RE: Is Eve in Hell right now?
May 26, 2014 at 9:33 am
(This post was last modified: May 26, 2014 at 9:40 am by Confused Ape.)
(May 26, 2014 at 3:34 am)Godschild Wrote: I'll try to clear things up, first of all I do not know if snakes were in the Garden or not. The Genesis account mentions serpent, not snake and no plural was ever given to the serpent.
In my earlier post I linked to a dictionary where it says that serpent is another word for snake.
(May 26, 2014 at 3:34 am)Godschild Wrote: As far as the punishment of crawling around, it may represent a punishment on Lucifer that reduced him to the lowest of stature.
Throughout the rest of scriptures we see that Lucifer has no more power than God allows him, God has placed man above him, that must have outraged him.
Can't resist saying this but Lucifer must have had a hissy fit.

Who are Lucifer's descendants supposed to be, though? And why, if the serpent was really Lucifer, did the writers of Genesis deliberately confuse the account by not saying that he was an angel?

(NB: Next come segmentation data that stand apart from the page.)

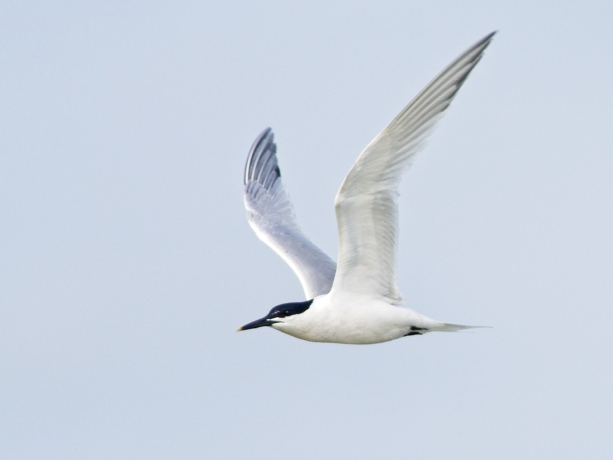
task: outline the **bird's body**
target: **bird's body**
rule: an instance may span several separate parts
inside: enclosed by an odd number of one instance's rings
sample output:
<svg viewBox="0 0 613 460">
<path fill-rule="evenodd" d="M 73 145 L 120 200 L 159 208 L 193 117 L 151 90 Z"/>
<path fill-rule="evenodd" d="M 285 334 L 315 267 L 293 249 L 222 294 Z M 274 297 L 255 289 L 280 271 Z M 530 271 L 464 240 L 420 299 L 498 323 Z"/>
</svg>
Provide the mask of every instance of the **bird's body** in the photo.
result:
<svg viewBox="0 0 613 460">
<path fill-rule="evenodd" d="M 268 326 L 311 342 L 366 344 L 476 327 L 435 321 L 401 306 L 395 277 L 397 199 L 402 173 L 493 36 L 449 64 L 358 157 L 335 199 L 338 266 L 297 224 L 270 128 L 257 137 L 245 167 L 248 219 L 295 272 L 310 300 L 278 305 L 239 330 Z"/>
<path fill-rule="evenodd" d="M 273 325 L 290 335 L 311 342 L 378 343 L 446 327 L 410 309 L 381 297 L 343 293 L 315 297 L 289 324 Z"/>
</svg>

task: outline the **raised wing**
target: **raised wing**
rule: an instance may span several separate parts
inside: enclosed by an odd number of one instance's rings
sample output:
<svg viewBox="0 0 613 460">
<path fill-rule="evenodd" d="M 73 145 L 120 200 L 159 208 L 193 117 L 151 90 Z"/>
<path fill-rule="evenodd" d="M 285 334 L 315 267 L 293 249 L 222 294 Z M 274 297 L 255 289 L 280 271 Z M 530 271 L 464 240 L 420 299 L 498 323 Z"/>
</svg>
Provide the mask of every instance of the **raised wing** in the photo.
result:
<svg viewBox="0 0 613 460">
<path fill-rule="evenodd" d="M 396 285 L 398 186 L 495 33 L 433 80 L 360 154 L 335 199 L 338 266 L 332 291 L 402 301 Z"/>
<path fill-rule="evenodd" d="M 259 239 L 292 267 L 306 299 L 313 299 L 330 291 L 337 264 L 298 226 L 289 194 L 281 180 L 274 140 L 271 129 L 266 128 L 253 142 L 247 157 L 247 220 Z"/>
</svg>

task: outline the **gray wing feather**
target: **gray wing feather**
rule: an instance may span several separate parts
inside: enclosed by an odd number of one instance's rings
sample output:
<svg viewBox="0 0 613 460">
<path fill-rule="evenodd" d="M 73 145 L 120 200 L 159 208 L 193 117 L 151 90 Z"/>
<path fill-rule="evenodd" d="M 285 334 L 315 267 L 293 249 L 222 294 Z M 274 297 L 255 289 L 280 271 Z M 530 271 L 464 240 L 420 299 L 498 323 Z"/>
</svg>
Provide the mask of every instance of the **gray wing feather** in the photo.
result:
<svg viewBox="0 0 613 460">
<path fill-rule="evenodd" d="M 364 150 L 335 199 L 338 226 L 337 289 L 401 301 L 396 285 L 398 186 L 493 33 L 437 75 Z"/>
<path fill-rule="evenodd" d="M 258 237 L 287 263 L 306 299 L 327 294 L 337 264 L 303 233 L 281 179 L 276 145 L 270 128 L 251 146 L 245 167 L 247 220 Z"/>
</svg>

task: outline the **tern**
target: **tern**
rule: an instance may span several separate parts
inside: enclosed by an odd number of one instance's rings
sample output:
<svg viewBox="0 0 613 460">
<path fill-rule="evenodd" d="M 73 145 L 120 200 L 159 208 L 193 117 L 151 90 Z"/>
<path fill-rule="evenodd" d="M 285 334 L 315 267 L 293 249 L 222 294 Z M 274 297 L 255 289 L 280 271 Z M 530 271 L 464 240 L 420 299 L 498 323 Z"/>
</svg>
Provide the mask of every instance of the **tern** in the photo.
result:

After a couple of hours looking up different views of what the serpent's meant to be, it's obvious that it's whatever people want it to be. Christians who want Eve to have been tempted by Lucifer will find ways of interpreting the text to fit their views. I'm going to finish this post with an article from the Jewish Virtual Library - Paradise
The Serpent
Quote:The text is at pains to point out the creatureliness of the serpent, describing it as one "of all the wild beasts that the Lord God had made" (3:1, 14); it is distinguished from the other beasts only by its shrewdness (3:1). Its insignificance is underlined in 3:9–19, where God interrogates Adam and Eve, and both respond, while the serpent is not questioned and does not respond. In view of the prominent role played by serpents in ancient Near Eastern religion and mythology this treatment of the serpent amounts to desecration and demythologization, quite possibly intentional. As a result, the source of evil is denied divine or even demonic status: evil is no independent principle in the cosmos, but stems from the behavior and attitudes of God's creatures.
From early times the serpent has been seen as a symbol, whose meaning is widely debated. Some have stressed the serpent's well-known phallic symbolism and fertility associations, taking the narrative to reflect an attitude toward human sexuality, fertility cults, and the like. Others see the serpent as representing man's own shrewdness. Since in ancient Near Eastern mythology the forces of chaos which oppose the forces of creation and cosmos are widely represented as serpents, many see the serpent here, too, as a personification of the forces of chaos. According to this view, disobeying God undermines the cosmic order. Alternatively, the serpent may represent ethical evil in general, a meaning that serpentine mythological motifs are given elsewhere in the Bible (e.g., Isa. 26:21–27:1).
The bolded bit makes sense to me because religious humans have often taken a negative attitude towards other religions' deities. A modern example is some Christians saying that the Horned God of Wicca is the Christian Devil.